Primary Jurisdiction
The combination of MOCRA's express charge to the FDA to investigate and propose rules regarding the use and safety of PFAS and talc in cosmetics products, as well as the FDA's own statements that such investigation is necessary and ongoing, strongly suggests that such guidance and rulemaking is forthcoming.
This development offers cosmetics manufacturers a strong defense to fend off consumer fraud lawsuits challenging PFAS and talc label disclosures.
Specifically, because the FDA is now charged with formally investigating and proposing rules regarding the use and safety of PFAS and talc in cosmetics products, manufacturers may be able to avail themselves of the primary jurisdiction doctrine to stay or dismiss labeling challenges until the FDA completes its review.
Primary jurisdiction is a prudential doctrine that allows a court to dismiss or stay a case pending agency review when it presents a novel or complex issue that implicates the specialized or technical expertise of a regulatory agency.
The doctrine is premised on the theory that the agency charged with regulating the field should be permitted to consider the issue in the first instance before a court weighs in.
Courts typically invoke primary jurisdiction when an agency has indicated that it is actively investigating a technical issue raised in the litigation and that rulemaking or further regulatory guidance on the issue is expected.
In recent years, defendants in consumer fraud actions have found success invoking the primary jurisdiction doctrine when there is evidence that the FDA is actively considering regulating a particular type of ingredient or labeling claim.[4]
For example, many courts granted stays on primary jurisdiction grounds of consumer class actions challenging use of the term "natural" on food product labels after the FDA issued a request for comment regarding use of that term in labeling.[5] These decisions include the 2019 Hawyuan Yu v. Dr Pepper Snapple Group Inc. case in the U.S. District Court for the Northern District of California.
Similarly, such as in the 2021 DaSilva v. Infinite Product Company LLC case in the U.S. District Court for the Central District of California, courts stayed consumer class actions challenging the labeling of products infused or made with cannabidiol on the grounds that the FDA was actively considering developing regulations for those products.[6]

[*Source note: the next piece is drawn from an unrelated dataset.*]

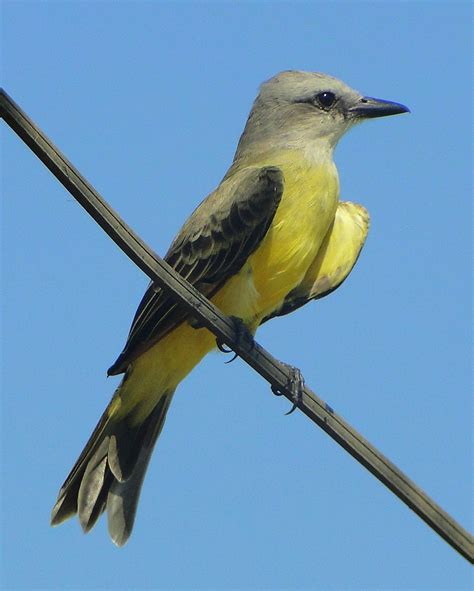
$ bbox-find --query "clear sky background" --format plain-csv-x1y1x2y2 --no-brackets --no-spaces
1,1,472,590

Most recently, several courts have dismissed, on primary jurisdiction grounds, consumer challenges to the presence of heavy metals in baby foods due to the FDA's announcement of a plan to identify what levels of heavy metals in baby foods are unsafe.[7] For example, last month, the U.S. District Court for the Northern District of New York dismissed In re: Beech-nut Nutrition Company Baby Food Litigation.
In light of this precedent, it seems likely that courts faced with PFAS- or talc-related labeling challenges will be inclined to follow suit to enable the FDA to fulfill MOCRA's charge, thereby providing defendants with, at the very least, some significant breathing room while the FDA does its work.
And once FDA guidance and regulations are released, defendants will likely be well-positioned to defeat PFAS- or talc-related consumer class actions on preemption grounds given FDA's pronouncements on these exact issues.
In sum, MOCRA provides the FDA with new tools and resources to ensure that cosmetic ingredients are safe and effective.
And while the FDA performs its analysis, manufacturers can rely on the doctrines of primary jurisdiction and preemption to fend off PFAS- or talc-related consumer class actions, which seek to require labeling disclosures that may differ from those FDA has in mind.
All told, this is a positive development for consumers and manufacturers, and an important step in promoting uniform labeling requirements for cosmetics containing PFAS and talc.